Tuttavia il film è abbastanza noioso, e non bastano numerose gags (che siano state queste il principale contributo fornito da Steve Purcell, che dalle esilaranti avventure grafiche della LucasArts si è ritrovato a co-dirigere un film di animazione?) a ridestare l'attenzione nei confronti di una vicenda che più prevedibile e piatta non si può (peraltro ricorrendo ad un espediente già visto in Koda fratello orso). Le idee a livello di scrittura latitano (anche i contributi musicali non offrono nulla di particolarmente interessante), e da ammirare veramente rimane soltanto la grafica: ci si può perdere nella contemplazione della chioma rossa di Merida.

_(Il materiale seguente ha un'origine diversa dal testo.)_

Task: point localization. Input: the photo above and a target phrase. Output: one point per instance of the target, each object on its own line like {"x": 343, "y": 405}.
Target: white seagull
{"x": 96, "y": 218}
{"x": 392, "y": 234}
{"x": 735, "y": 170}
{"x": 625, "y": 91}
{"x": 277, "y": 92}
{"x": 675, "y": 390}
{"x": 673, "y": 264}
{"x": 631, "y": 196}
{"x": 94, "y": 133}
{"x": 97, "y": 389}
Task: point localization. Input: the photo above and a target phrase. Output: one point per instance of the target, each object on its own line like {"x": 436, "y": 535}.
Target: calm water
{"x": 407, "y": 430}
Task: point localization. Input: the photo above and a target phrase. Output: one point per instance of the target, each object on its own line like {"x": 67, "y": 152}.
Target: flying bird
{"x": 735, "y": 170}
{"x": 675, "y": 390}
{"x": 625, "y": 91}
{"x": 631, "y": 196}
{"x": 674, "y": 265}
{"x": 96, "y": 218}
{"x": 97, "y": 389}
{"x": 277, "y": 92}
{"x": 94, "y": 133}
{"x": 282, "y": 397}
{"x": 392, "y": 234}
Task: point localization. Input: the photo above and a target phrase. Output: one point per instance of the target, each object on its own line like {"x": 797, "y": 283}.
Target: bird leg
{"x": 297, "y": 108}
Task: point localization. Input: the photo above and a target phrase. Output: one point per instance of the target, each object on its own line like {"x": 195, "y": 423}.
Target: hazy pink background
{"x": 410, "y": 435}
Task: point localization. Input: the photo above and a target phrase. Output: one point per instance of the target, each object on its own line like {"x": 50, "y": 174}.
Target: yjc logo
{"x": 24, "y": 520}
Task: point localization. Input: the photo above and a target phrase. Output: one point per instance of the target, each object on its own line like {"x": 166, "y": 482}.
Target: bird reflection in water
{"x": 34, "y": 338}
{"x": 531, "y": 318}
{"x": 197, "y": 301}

Antonio Falcone, autore, (ha votato 8 questo film) alle 16:28 del 25 febbraio 2013 ha scritto:

Praticamente, in modalità espositiva diversa, notiamo entrambi gli stessi difetti, con la differenza che a me il film nel complesso è piaciuto e ho cercato di mediare tra quel che ho ho ritenuto riuscito e quanto no. Riguardo il messaggio finale, ognuno vi può vedere quel che vuole,come è giusto che sia, in base alla propria sensibilità e al vissuto personale.